Ghana is putting South Africa’s Gold Fields on notice: automatic lease renewals are over.
The government has confirmed it will review Gold Fields’ application to extend the mining lease for the Tarkwa mine, one of the largest open-pit gold operations in Africa. The current lease expires in April 2027.
Tarkwa produced about 427,000 ounces of gold in 2025. At current prices, that’s over $1 billion in output from a single mine. Gold Fields formally submitted its renewal application in November 2025, requesting a 20-year extension.
But “it won’t be business as usual,” said Isaac Andrews Tandoh, CEO of Ghana’s Minerals Commission. The company must now present detailed development plans to a technical committee and then to the ministerial level before any decision is made.

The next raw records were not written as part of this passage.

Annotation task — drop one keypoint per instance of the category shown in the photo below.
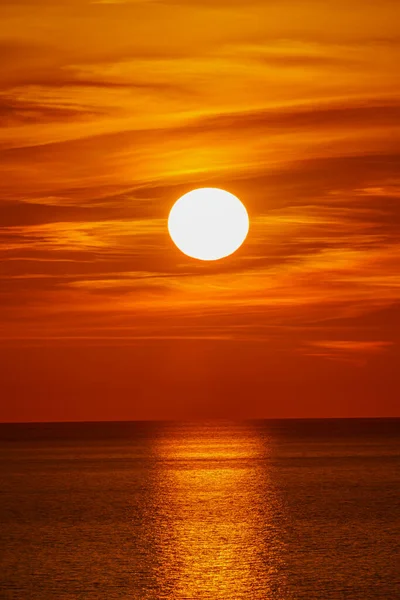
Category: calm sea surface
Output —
(280, 510)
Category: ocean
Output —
(285, 510)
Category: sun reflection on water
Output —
(217, 509)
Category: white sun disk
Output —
(208, 223)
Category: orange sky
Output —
(111, 110)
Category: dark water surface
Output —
(280, 510)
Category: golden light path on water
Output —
(218, 504)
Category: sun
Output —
(208, 223)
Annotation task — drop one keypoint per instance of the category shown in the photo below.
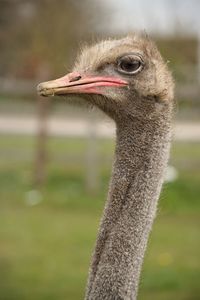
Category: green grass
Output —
(45, 249)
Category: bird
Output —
(129, 81)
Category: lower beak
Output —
(74, 83)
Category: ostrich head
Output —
(124, 78)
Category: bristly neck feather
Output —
(141, 155)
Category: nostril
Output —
(76, 78)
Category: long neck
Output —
(141, 156)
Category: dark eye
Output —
(129, 64)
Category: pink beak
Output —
(74, 83)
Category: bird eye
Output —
(129, 64)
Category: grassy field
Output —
(45, 248)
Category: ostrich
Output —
(129, 81)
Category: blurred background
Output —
(55, 158)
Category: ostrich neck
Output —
(141, 156)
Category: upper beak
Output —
(73, 83)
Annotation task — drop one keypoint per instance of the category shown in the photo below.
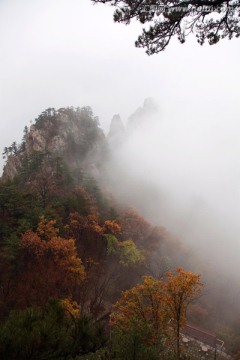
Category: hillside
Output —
(69, 247)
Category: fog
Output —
(181, 171)
(180, 167)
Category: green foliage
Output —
(48, 333)
(134, 343)
(127, 252)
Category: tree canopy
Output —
(210, 20)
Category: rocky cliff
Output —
(70, 133)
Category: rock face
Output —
(72, 134)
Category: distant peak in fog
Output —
(142, 114)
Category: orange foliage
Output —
(157, 303)
(51, 266)
(143, 303)
(111, 227)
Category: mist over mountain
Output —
(66, 170)
(183, 173)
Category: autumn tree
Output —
(158, 305)
(209, 20)
(143, 304)
(181, 289)
(48, 266)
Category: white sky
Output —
(57, 53)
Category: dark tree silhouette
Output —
(209, 20)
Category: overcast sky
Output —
(57, 53)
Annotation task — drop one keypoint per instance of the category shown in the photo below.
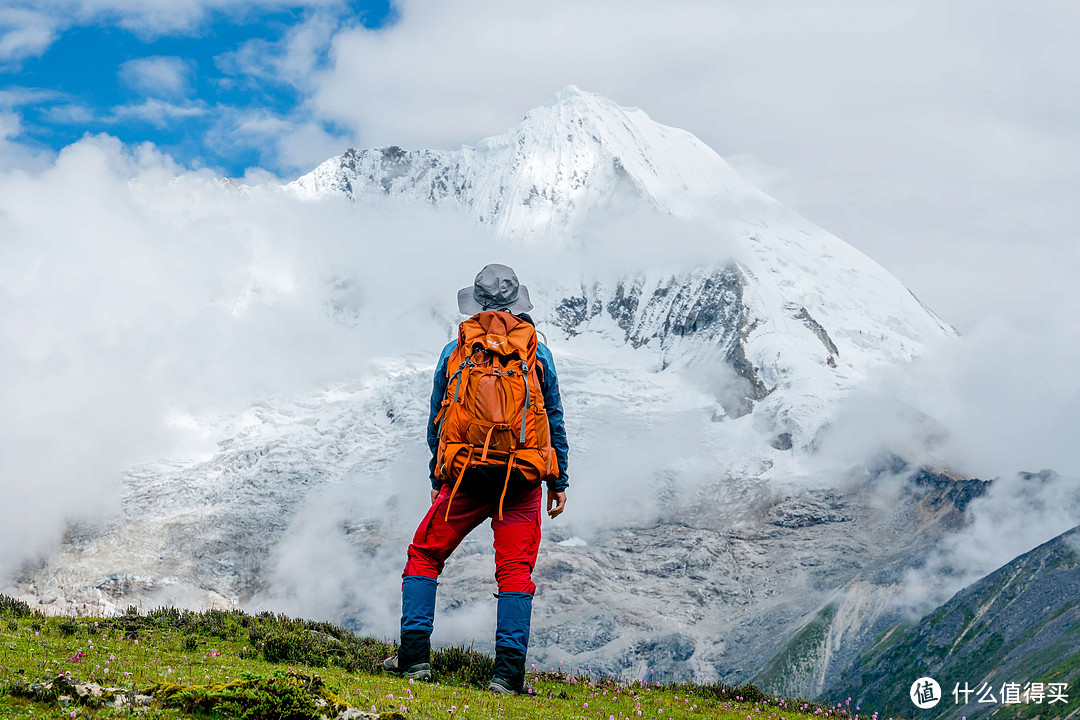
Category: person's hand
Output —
(558, 500)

The tougher stance follows Ghana’s decision in April 2025 to reject Gold Fields’ lease renewal for the nearby Damang mine and assume operational control. Lands and Natural Resources Minister Emmanuel Armah Kofi Buah said the government is not pursuing blanket nationalization, but wants partners that “leave behind expertise and empower Ghanaians”.
Pressure is mounting from civil society and think tanks. The Institute of Economic Affairs has urged the government to reject the renewal outright, arguing Ghana should take “full Ghanaian ownership and strategic control” of Tarkwa. Critics point to decades of mining with little visible development in host communities.

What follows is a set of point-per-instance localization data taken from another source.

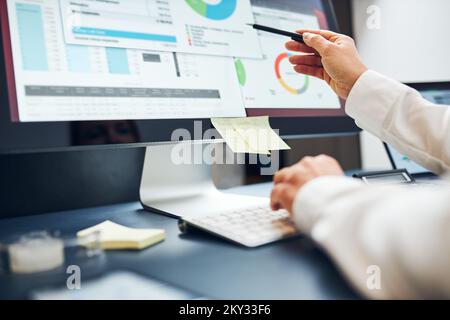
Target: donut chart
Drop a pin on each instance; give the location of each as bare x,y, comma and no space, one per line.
282,81
221,11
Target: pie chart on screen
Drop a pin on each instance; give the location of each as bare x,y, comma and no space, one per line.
287,77
213,9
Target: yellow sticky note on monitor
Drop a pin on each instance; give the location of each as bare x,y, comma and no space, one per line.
113,236
231,135
249,135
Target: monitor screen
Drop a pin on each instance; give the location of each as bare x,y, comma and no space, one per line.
76,70
438,93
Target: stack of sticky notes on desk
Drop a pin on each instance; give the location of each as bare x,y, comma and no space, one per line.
113,236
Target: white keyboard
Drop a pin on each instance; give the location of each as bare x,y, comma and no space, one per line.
251,227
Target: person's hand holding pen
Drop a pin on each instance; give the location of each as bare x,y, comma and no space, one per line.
335,60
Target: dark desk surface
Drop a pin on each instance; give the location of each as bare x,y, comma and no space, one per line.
293,269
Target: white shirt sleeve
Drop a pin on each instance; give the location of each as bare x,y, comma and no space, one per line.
398,115
390,242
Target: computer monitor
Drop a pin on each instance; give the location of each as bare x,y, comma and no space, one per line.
90,73
93,74
438,93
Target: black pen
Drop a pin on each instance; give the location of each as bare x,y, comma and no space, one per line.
294,36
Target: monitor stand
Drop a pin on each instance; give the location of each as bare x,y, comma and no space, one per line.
181,190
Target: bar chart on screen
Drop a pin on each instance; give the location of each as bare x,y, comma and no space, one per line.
123,83
189,26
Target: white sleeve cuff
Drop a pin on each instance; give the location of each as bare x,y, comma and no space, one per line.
311,201
371,100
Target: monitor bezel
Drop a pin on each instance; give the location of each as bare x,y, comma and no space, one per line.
289,128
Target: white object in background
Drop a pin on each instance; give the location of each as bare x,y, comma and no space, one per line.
373,153
411,44
36,252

Gold Fields calls itself a “guinea pig” for Ghana’s new mining policy. CEO Mike Fraser has been in Accra lobbying ministers, saying the company is “not going to give up” on Tarkwa, which will account for about 20% of its global production from 2026.
The message from Accra is clear: Ghana wants more value, more local participation, and more control. For Gold Fields, the era of automatic renewals at Tarkwa looks to be ending.
Whether this becomes a template for other foreign miners in Ghana remains to be seen. The decision on Tarkwa will be watched across Africa’s mining sector as a test of how far resource nationalism will go.